Hay autopsias muy aburridas - me confesó una médica forense a la que entrevisté para una revista de humor. - ¿Autopsias sin gracia? -pregunté yo pensando en el medio para el que efectuaba aquel raro trabajo.

-No es que una autopsia tenga que dar risa -dijo ella-. Pero hay hígados más interesantes que otros. Y quien dice hígados dice ovarios, cerebros, páncreas, pulmones, yo qué sé.

Pensé entonces en las biografías, un género literario que frecuento desde que me hice lector. He leído muchas, en fin, algunas decididamente aburridas. Ahora bien, ¿eran aburridas por culpa del biografiado o por culpa del autor del libro? Mi idea es que toda existencia tiene algún interés. La cuestión es saber contarlas. La vida en apariencia más anodina está repleta de aventuras mentales tan peligrosas como las físicas. Montar en globo es meritorio, vale, pero tener hijos (o no tenerlos, lo mismo da), asistir al entierro de los padres, estar presente en tu vejez y presenciar luego tu propia muerte, por citar cuatro o cinco situaciones por las que atravesamos todos, constituyen proezas que en sí mismas merecerían un libro por individuo. Cada persona es una novela. Lo es ya el hecho de su mera arquitectura física. Estos brazos tan raros, estás piernas tan largas (o tan cortas), esta cabeza en cuyo interior no dejan de manifestarse pensamientos locos, ideas obsesivas, deseos legales e ilegales.

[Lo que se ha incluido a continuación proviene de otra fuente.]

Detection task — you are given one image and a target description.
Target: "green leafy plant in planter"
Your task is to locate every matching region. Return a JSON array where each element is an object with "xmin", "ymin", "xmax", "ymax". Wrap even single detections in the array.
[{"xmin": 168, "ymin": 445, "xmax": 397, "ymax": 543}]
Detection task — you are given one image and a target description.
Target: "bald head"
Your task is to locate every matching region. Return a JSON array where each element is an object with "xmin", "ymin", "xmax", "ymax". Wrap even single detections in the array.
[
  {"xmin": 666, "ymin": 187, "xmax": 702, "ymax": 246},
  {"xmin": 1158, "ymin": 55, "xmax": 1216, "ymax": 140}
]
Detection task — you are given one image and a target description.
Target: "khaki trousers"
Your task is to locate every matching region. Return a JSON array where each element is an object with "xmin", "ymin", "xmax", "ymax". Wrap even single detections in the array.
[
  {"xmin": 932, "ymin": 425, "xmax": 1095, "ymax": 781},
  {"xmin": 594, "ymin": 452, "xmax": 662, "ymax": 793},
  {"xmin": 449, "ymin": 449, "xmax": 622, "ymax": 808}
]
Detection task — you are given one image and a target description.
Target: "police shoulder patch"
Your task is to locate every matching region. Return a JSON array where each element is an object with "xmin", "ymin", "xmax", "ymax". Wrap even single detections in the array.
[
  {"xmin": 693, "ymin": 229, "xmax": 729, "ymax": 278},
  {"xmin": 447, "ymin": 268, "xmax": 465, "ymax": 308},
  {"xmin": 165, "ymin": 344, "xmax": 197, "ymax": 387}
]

Le dije a la forense que quizá el hecho de haber visto tantos hígados a lo largo de su vida le impedía observarlos con la inocencia necesaria para que continuaran sorprendiéndola. Entonces me invitó a ver hígados, lo que me pareció que podría resultar muy gracioso para la revista de humor. Estuve una mañana entera viéndolos y la mujer logró convencerme de que había, en efecto, unos más aburridos que otros.

-Pero todos tienen algo -le dije al despedirme para no dar mi brazo a torcer.

La entrevista me salió larga porque estaba trufada de opiniones personales sobre la risa y el humor y las vísceras. La envié a la revista un martes y me la rechazaron el miércoles. De vez en cuando la releo y me pregunto por qué no les gustó.